Wie in den Jahren seit der deutschen Vereinigung verzeichnete Deutschland auch 2024 eine negative Bilanz bei Geburten und Sterbefällen, da die Zahl der Sterbefälle die der Geburten überstieg. Im Jahr 2023 war die Bevölkerung noch um rund 340.000 Personen gewachsen, was auf eine höhere Nettozuwanderung zurückzuführen war.
Die aktuellen Zahlen basieren auf der Fortschreibung des Bevölkerungsbestands nach dem Zensus 2022. Dieser Zensus führte zu einer Anpassung der Bevölkerungszahl zum Stichtag 15. Mai 2022 von 84,0 Millionen (basierend auf dem Zensus 2011) auf 82,7 Millionen Einwohner.
Geburten- und Sterbefälle: Rückgang und hohes Defizit
Im Jahr 2024 sanken sowohl die Geburten- als auch die Sterbefallzahlen gegenüber dem Vorjahr um etwa 2,5 %. Die Schätzungen für 2024 liegen bei 670.000 bis 690.000 Geborenen (2023: 692.989) und rund 1,00 Millionen Gestorbenen (2023: 1,03 Millionen).
Daraus ergibt sich ein Geburtendefizit von 310.000 bis 330.000 Personen für 2024. Dies ist das dritte Jahr in Folge, in dem das Defizit über 300.000 Personen liegt.

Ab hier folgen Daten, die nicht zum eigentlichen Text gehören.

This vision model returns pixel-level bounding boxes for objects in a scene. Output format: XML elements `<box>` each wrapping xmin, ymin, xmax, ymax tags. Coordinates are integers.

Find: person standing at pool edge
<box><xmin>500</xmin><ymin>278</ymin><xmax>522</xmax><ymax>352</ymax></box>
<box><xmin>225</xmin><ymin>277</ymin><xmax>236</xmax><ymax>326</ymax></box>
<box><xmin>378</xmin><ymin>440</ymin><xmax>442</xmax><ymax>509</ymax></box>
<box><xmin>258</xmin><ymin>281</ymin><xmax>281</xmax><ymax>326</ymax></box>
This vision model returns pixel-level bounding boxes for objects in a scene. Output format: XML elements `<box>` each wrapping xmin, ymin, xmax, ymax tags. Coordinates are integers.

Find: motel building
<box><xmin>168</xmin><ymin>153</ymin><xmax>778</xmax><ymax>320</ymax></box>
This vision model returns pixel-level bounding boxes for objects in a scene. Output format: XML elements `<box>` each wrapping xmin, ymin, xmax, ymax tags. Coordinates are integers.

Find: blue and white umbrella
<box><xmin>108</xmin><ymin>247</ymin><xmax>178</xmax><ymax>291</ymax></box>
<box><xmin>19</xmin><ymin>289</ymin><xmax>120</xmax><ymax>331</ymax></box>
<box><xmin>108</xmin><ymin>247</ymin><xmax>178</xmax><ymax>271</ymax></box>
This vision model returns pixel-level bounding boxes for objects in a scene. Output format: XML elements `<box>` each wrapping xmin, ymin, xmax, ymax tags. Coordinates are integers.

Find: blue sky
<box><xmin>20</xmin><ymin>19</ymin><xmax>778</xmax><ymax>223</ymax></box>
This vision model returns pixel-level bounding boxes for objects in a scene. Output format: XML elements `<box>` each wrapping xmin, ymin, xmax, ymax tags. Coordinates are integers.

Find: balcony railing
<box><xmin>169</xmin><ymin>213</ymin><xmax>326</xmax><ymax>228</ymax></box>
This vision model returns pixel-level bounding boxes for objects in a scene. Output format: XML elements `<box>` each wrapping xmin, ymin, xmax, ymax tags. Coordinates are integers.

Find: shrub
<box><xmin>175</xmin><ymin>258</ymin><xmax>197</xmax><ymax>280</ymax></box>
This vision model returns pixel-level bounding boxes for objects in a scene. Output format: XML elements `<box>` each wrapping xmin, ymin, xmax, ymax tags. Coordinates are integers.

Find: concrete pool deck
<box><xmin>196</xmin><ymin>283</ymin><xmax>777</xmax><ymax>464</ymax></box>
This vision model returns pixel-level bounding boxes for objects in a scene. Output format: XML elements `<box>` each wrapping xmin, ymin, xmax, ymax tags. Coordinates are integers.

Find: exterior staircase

Im Jahr 2023 erreichte es mit 335.217 einen Höchststand. Zum Vergleich: Zwischen 1991 und 2021 betrug das durchschnittliche jährliche Geburtendefizit 137.380 Personen.
Nettozuwanderung deutlich geringer als im Vorjahr
Die Nettozuwanderung, also der Saldo aus Zu- und Fortzügen über die deutschen Grenzen, wird für 2024 auf 400.000 bis 440.000 Personen geschätzt. Dies entspricht einem Rückgang von mindestens 34 % gegenüber 2023 (662.964 Personen).
Die Nettozuwanderung bewegt sich damit auf dem Niveau der Jahre 2016 bis 2019, als sie durchschnittlich 410.000 Personen betrug. Dieser Rückgang ist nach vorläufigen Angaben hauptsächlich auf eine geringere Nettozuwanderung aus Syrien, Afghanistan, der Türkei sowie aus Staaten der Europäischen Union zurückzuführen.
Methodische Hinweise zur Schätzung
Die Schätzung des Bevölkerungsstands zum Jahresende 2024 basiert auf monatlichen Angaben zu Geburten, Sterbefällen sowie Zu- und Fortzügen bis einschließlich Oktober 2024. Fehlende Werte für November und Dezember wurden geschätzt. Die vorläufigen Sterbefallzahlen beruhen auf einer Auswertung von Rohdaten mit Stand vom 13. Januar 2025. Die endgültigen Ergebnisse zur Bevölkerungsentwicklung 2024 werden im Juli 2025 veröffentlicht.